Concerning the direct relationship between traits and environment, our results (RLQ) showed that the presence of the opercular gill may provide better establishment in environments altered by mining, like streams with a higher iron concentration and turbidity. Ephemeroptera nymphs are morphologically adapted and their gill adaptations have several functions (Zhou & Zheng, 2010), for example, breathing (Eriksen & Mœur, 1990), and protection of the lower gills (opercular gill), as observed in individuals of the family Caenidae (Notestine, 1994). The opercular gills have a protective function and cover the respiratory gills, protecting them from the suspended solids and sedimentation that can impair the absorption of oxygen (Salles et al., 2014). The genera Amanahyphes, Brasilocaenis, Caenis, Leptohyphes, Tricorythodes, Traverhyphes, and Tricorythopsis have an opercular gill and can therefore become better established in streams disturbed by mining, such as in environments with sedimentation (standing water or increased turbidity), than genera that do not have this type of gill. Our results also showed that the increase in total manganese reduced the occurrence of filterer genera. Some Ephemeroptera nymphs feed on debris and are, therefore, highly sensitive to changes in the substrate and any toxic material entering the water (Landa & Soldán, 1995). Metals such as iron and manganese are indicators of organic pollution (Baker et al., 2019) and can be toxic to aquatic organisms. Our results confirmed the negative effect that these variables can have, reducing the occurrence of organisms sensitive to this alteration.

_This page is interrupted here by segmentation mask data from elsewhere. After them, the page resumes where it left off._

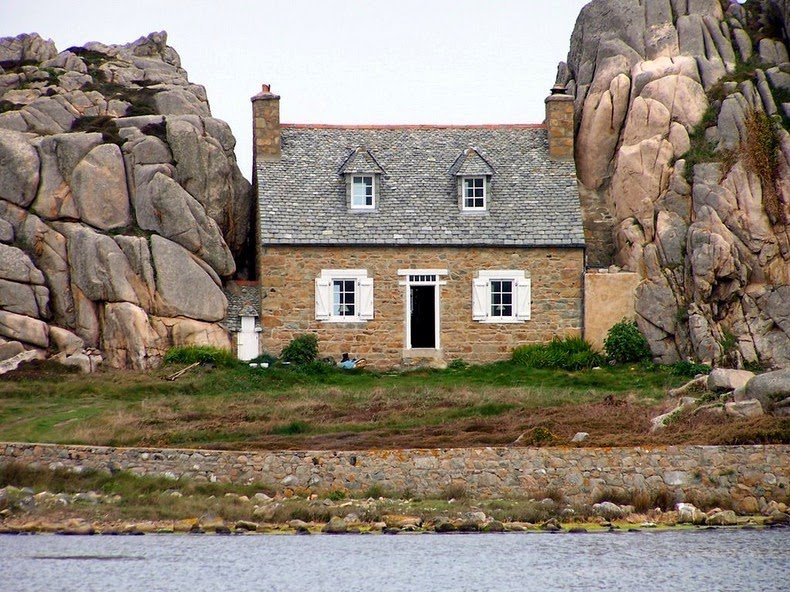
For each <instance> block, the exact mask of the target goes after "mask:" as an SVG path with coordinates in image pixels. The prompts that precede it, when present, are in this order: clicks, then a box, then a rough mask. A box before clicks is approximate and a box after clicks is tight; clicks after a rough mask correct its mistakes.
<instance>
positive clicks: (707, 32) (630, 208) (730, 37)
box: [558, 0, 790, 366]
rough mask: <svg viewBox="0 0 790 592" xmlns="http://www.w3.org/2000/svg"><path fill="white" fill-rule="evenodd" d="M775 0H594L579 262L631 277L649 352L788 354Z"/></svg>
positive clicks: (788, 292)
mask: <svg viewBox="0 0 790 592" xmlns="http://www.w3.org/2000/svg"><path fill="white" fill-rule="evenodd" d="M789 29H790V2H787V1H786V0H762V1H757V0H750V1H749V2H747V3H746V4H745V5H740V4H737V3H735V2H732V3H727V2H726V1H723V2H720V1H719V0H594V1H593V2H590V3H589V4H588V5H587V6H585V7H584V8H583V9H582V12H581V14H580V16H579V18H578V21H577V23H576V28H575V30H574V33H573V36H572V39H571V48H570V53H569V56H568V63H567V65H566V64H561V65H560V69H559V74H558V82H559V83H561V84H566V86H567V88H568V89H569V90H570V91H571V93H573V94H574V96H575V107H576V124H577V131H576V163H577V168H578V175H579V180H580V186H581V193H582V206H583V211H584V217H585V233H586V237H587V241H588V263H589V264H590V265H592V266H605V265H609V264H611V263H615V264H617V265H619V266H621V267H623V268H625V269H627V270H631V271H636V272H639V273H640V274H641V276H642V277H643V281H642V283H641V285H640V287H639V289H638V292H637V322H638V324H639V327H640V329H641V330H642V332H643V333H644V334H645V335H646V337H647V338H648V340H649V341H650V344H651V347H652V350H653V353H654V355H655V356H656V357H657V358H658V359H659V360H661V361H663V362H673V361H676V360H678V359H680V358H686V357H695V358H698V359H701V360H704V361H707V362H715V363H722V362H726V363H739V364H742V363H748V362H757V363H760V364H762V365H764V366H787V365H789V364H790V232H788V221H790V135H789V134H788V129H787V128H788V122H790V61H789V60H788V51H787V46H788V30H789Z"/></svg>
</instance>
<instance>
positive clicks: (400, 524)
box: [0, 486, 790, 536]
mask: <svg viewBox="0 0 790 592" xmlns="http://www.w3.org/2000/svg"><path fill="white" fill-rule="evenodd" d="M161 496H162V497H164V498H171V499H175V498H179V501H180V500H182V499H184V498H185V496H183V494H180V493H179V492H178V491H169V492H163V493H162V494H161ZM189 497H191V496H186V498H189ZM187 501H188V500H187ZM193 501H194V502H195V505H194V506H193V508H194V509H195V510H197V509H198V508H200V510H201V511H203V513H202V514H201V515H200V516H199V517H198V516H185V517H179V518H168V519H162V518H158V519H157V518H148V519H144V518H142V517H140V518H132V517H130V516H126V517H123V518H117V517H112V514H113V509H117V508H119V507H121V506H122V505H123V503H124V500H123V498H122V497H121V496H120V495H117V494H114V495H113V494H106V495H104V494H100V493H97V492H95V491H88V492H80V493H73V494H68V493H50V492H48V491H41V492H38V493H35V492H34V490H33V489H32V488H17V487H13V486H7V487H4V488H2V489H0V508H2V509H0V534H6V535H30V534H56V535H105V536H106V535H146V534H191V535H198V534H209V535H231V534H233V535H252V534H269V535H284V534H296V535H309V534H334V535H338V534H390V535H394V534H431V533H435V534H474V533H568V534H580V533H602V532H610V533H622V532H642V531H651V532H652V531H665V530H673V529H718V528H761V529H762V528H782V527H790V515H789V514H788V506H787V505H786V504H785V503H781V502H776V501H772V502H770V503H769V504H768V505H767V506H766V507H765V509H764V510H763V512H762V513H759V514H741V515H739V514H736V513H735V512H734V511H733V510H729V509H722V508H719V507H715V508H711V509H710V510H708V511H707V512H704V511H702V510H701V509H699V508H697V507H696V506H694V505H693V504H690V503H677V504H675V506H674V509H673V510H668V511H663V510H661V509H660V508H654V509H650V510H647V511H644V512H638V511H636V509H635V508H634V506H632V505H619V504H616V503H613V502H609V501H603V502H599V503H596V504H593V505H592V506H586V507H571V506H569V505H567V504H563V503H558V502H557V501H556V500H553V499H550V498H544V499H542V500H534V499H530V500H495V501H494V502H492V501H491V500H488V501H487V502H486V501H484V500H475V501H472V500H454V499H450V500H398V499H390V498H383V497H382V498H378V499H374V498H368V499H364V500H363V499H359V500H356V499H355V500H337V501H335V500H332V499H328V498H327V499H319V498H318V497H317V496H315V495H313V496H310V497H308V498H307V499H302V498H286V497H283V496H280V495H276V496H274V497H271V496H269V495H267V494H266V493H263V492H259V493H257V494H255V495H253V496H252V497H248V496H246V495H237V494H233V493H227V494H225V496H223V497H222V498H217V497H215V496H209V497H206V498H203V499H196V500H193ZM497 502H498V503H497ZM217 504H221V505H224V511H223V510H222V509H220V507H219V506H218V505H217ZM160 506H161V507H160V508H156V507H150V508H149V510H150V511H149V512H141V514H142V513H147V514H149V515H150V514H151V513H152V512H153V513H154V514H155V513H158V512H163V513H164V512H166V510H164V511H163V510H162V509H161V508H164V507H165V506H166V502H165V501H161V502H160ZM484 507H485V510H484V509H483V508H484ZM506 507H508V508H509V509H506V510H504V512H503V511H502V510H503V508H506ZM239 510H241V511H239ZM507 513H510V514H511V515H516V514H519V513H520V514H521V515H522V516H521V518H524V517H525V516H526V515H527V514H531V516H532V517H533V518H532V520H531V521H529V520H526V519H508V518H506V517H505V514H507ZM240 514H242V515H245V516H246V518H238V517H237V516H238V515H240ZM232 516H236V517H232ZM298 516H301V517H302V518H305V519H302V518H299V517H298ZM311 518H312V519H311Z"/></svg>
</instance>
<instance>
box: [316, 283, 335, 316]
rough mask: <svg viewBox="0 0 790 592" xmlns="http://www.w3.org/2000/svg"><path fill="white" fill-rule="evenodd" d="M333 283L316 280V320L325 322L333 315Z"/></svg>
mask: <svg viewBox="0 0 790 592" xmlns="http://www.w3.org/2000/svg"><path fill="white" fill-rule="evenodd" d="M331 288H332V282H331V281H330V280H327V279H323V278H316V280H315V319H316V320H317V321H325V320H327V319H328V318H329V316H330V314H331V313H332V289H331Z"/></svg>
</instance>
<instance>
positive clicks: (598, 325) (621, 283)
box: [584, 269, 641, 348]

We conclude that mining impacts can be observed at the level of functional traits, mainly in the variation (beta) between communities in environments under different environmental impacts, and in the relationship of functional traits with limnological variables. The analyses performed during this study showed that functional beta diversity and its components were tools to demonstrate anthropogenic effects on the composition and functional traits of Ephemeroptera genera. We also emphasize the importance of the functional study of communities, which indicates community structuring mechanisms that are not always achieved by taxonomic diversity. Therefore, we suggest that a functional beta diversity approach be used to complement results in future studies. We also emphasize that preserved areas should be prioritized, and that areas altered by mining may be selecting species of Ephemeroptera with similar traits that are resistant to these changes.